But now that there are no more saber-toothed tigers, what are we to do with this negativity bias? Become aware of it so that we can override it. But moving from unconsciousness to consciousness isn’t easy.
All freedom, whether political or psychological, has to be deliberately chosen and fought for. The first step is identifying the problem. We’ve done that. Now comes the hard part – learning to see with new eyes. But maybe it isn’t that hard. Maybe that’s just our negativity bias talking.
What if we allow it to be easy? What if we simply come fully into this now moment and forsake all future and past thinking? What if we come out of the thought stream altogether and find ourselves simply aware, breathing, noticing without judgment? Instead of labeling every event, naming every feeling, and categorizing every experience what if we practiced choiceless awareness – the simple, bias-free apprehension of all that is, as it is? What sounds like a tall order turns out to be a simple, natural thing, an immediate knowing outside the bounds of our normal cognitive circuitry with its all too familiar negativity bias. To see again as a child, not through a glass darkly, but with sparkling clarity and immediacy, to have what Zen Buddhism calls beginner’s mind, to walk again in the Garden of Eden and leave behind the machinations that inhibit our innate spirituality. This is what’s at stake – in a word, everything.
This isn’t just a onetime thing. It’s going to take practice. It’s a decision that’s going to have to be made over and over again. Passing inspiration and fleeting lucidity are nice, but persistence and vigilance are far more rewarding. A lifetime, indeed ten thousand lifetimes, of negativity bias cannot be undone with a snap of the fingers and a short-lived intention. We need to wear a groove even deeper than our negativity. That’s going to take some doing.
There’s one destination, but a thousand roads that get there. Here are some concrete suggestions and behaviors that will heighten your choiceless awareness of the present moment.
Stop and breathe.
Spend time with animals.
Get outside under a big sky.
Walk without a destination or schedule.
Read good poetry.
Stop isolating yourself from the messiness of love.
Forgive yourself.
Learn the high art of meditation.
Listen to the music of your willingness, dance to the rhythm of your enthusiasm.
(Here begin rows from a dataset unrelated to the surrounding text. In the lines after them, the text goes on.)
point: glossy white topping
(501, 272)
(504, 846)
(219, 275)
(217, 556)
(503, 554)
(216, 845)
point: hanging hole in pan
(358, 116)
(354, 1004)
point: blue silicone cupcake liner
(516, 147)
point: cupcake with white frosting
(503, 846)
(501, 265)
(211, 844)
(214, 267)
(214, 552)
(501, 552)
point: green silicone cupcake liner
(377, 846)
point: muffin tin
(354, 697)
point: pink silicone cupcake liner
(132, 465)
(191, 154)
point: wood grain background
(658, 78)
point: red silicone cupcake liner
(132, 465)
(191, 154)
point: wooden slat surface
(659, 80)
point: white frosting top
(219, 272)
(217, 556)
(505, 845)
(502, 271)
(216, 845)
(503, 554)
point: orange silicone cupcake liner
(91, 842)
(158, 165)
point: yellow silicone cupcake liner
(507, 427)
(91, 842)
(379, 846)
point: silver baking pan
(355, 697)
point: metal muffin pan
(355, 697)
Practice intentional consciousness.
Pay attention to the miracle right in front of you.
Pray with your eyes, hear with your heart, love with your will.
Drop everything that doesn’t matter.
Get out of your head and into your body.
Follow your wisdom wherever it leads.
Be drawn to clarity.
Laugh at your own pompous proclamations.
Look past imperfection in yourself and others.
Trust.
Serve.
Surround problems with light.
Feel the healing that is always welling up from within.
Learn to see the good hiding in plain sight.
Allow it to be easy.
Know that these are the good old days.